なおテイラーの名著「自我の源泉」については拙ブログ記事をご参照あれ。
テイラーの「現代における宗教の多様性」を考察したものでネット入手可能なものとしてはこれがある。当テーマに関連する部分は、「2.『二度生まれ』」となるのだろう。
・ルイ・デュプレ
注:スミスがこのカトリック哲学者に言及している理由は、世俗化の中で「信仰を持つこと」が困難になっている、とデュプレが言う時の前提が「信仰とは世界全体を包括するものである」と言う考えだからだろう。このインタヴュー記事を参照のこと。
行動主義心理学の方面からは
・ルイス・ランボー
注:スミスの関心はリンクにあるランボーの経歴にあるように「回心」を心理学からアプローチしている点にあるのだろう。彼の著書、Understanding Religious Conversionを解説して適用した例がネットで入手できる。これ
発達心理学の方面からは
・ジェームス・ファウラー
・エリク・エリクソン
注:ファウラーに関しては簡単にはこれ。エリクソンは有名だから説明は不要と思うが、一応これ。
文化人類学の方面からは
・ポール・ヒーバート
注:トリニティ神学校の宣教学及び人間学教授であった。この追悼記事が参考になるかもしれない。

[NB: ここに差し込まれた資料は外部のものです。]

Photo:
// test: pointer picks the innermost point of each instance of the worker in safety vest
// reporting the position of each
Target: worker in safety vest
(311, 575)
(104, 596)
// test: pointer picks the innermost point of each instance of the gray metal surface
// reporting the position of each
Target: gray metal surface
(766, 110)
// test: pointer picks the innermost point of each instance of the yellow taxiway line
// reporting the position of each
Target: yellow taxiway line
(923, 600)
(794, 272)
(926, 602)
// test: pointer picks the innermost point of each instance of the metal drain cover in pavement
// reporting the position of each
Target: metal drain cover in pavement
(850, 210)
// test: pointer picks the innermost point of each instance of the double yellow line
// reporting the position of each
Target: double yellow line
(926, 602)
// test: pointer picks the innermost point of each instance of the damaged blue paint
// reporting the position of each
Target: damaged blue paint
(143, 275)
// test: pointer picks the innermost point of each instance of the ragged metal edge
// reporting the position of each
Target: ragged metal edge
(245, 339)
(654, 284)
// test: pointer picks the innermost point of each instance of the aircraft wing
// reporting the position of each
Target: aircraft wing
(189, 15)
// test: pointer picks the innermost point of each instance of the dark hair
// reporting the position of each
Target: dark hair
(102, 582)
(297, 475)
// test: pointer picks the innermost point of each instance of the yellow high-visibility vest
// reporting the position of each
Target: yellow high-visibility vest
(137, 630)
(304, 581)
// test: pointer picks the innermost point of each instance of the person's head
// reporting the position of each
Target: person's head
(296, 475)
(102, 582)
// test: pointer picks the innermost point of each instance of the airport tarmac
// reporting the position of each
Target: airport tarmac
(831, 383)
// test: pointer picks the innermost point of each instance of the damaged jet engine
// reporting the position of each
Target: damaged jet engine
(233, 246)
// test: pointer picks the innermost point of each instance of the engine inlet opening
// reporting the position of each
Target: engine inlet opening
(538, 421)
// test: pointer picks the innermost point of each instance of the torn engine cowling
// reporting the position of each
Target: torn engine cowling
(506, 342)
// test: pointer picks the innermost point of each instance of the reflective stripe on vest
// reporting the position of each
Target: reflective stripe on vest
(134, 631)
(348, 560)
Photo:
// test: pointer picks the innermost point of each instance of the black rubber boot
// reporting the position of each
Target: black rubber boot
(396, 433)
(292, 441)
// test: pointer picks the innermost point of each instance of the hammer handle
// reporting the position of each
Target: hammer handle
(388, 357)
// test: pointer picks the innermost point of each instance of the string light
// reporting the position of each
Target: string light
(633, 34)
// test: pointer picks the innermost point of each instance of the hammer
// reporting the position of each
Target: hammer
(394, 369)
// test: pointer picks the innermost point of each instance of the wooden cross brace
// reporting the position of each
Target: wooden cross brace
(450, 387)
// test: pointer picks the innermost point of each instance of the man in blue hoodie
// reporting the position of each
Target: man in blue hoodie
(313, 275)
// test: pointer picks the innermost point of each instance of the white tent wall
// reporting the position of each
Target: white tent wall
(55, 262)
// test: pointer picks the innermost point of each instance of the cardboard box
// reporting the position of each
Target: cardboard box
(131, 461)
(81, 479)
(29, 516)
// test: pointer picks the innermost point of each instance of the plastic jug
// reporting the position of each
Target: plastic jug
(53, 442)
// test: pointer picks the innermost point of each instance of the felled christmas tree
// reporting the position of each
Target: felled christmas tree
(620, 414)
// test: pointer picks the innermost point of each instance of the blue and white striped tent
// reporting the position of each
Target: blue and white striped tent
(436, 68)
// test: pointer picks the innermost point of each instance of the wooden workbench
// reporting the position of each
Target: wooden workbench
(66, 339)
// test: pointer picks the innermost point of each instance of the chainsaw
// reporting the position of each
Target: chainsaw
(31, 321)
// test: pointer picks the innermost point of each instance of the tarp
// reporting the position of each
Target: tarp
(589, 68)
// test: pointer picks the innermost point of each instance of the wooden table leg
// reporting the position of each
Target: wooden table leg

さらに、このような考察を「ポストモダン文脈」、「脱キリスト教社会環境の文脈」 から批判的に深めるものとしては以下の二人の業績を参照すると良い。
・ブラッド・J・カレンバーグ
注:プラッドは一時期フラー神学校で非常勤講師をしていたようだ(キャンパス・クルセードのスタッフも)。その時の論文、Conversion Converted: A Postmodern Formulation of the Doctrine of Conversionが参考になるかもしれない。
・ロバート・ウェバー
注:彼のAncient-Future Evangelismの書評記事が参考になるかもしれない。一部を引用する。
The assumption which underlies his entire work is that the distinction between evangelism and discipleship constitutes a false dichotomy. Therefore he argues for a kind of “holistic” approach to evangelism which assumes evangelism and discipleship are concurrent processes which are only truly effective when united.
ヒンズー教徒やイスラム教徒への伝道が拡大することによって、「イスラム教徒はどう回心するべきか」ではなく、もっとその実際である「イスラム教徒は如何にしてキリスト信者になるのか」が問われるべきだと考えられるようになってきた。
前者の問いは往々にして(西洋の)回心体験のカテゴリーを異文化の回心者に押し付けるものになってしまう。もっと彼ら自身の体験から学ばなければならない。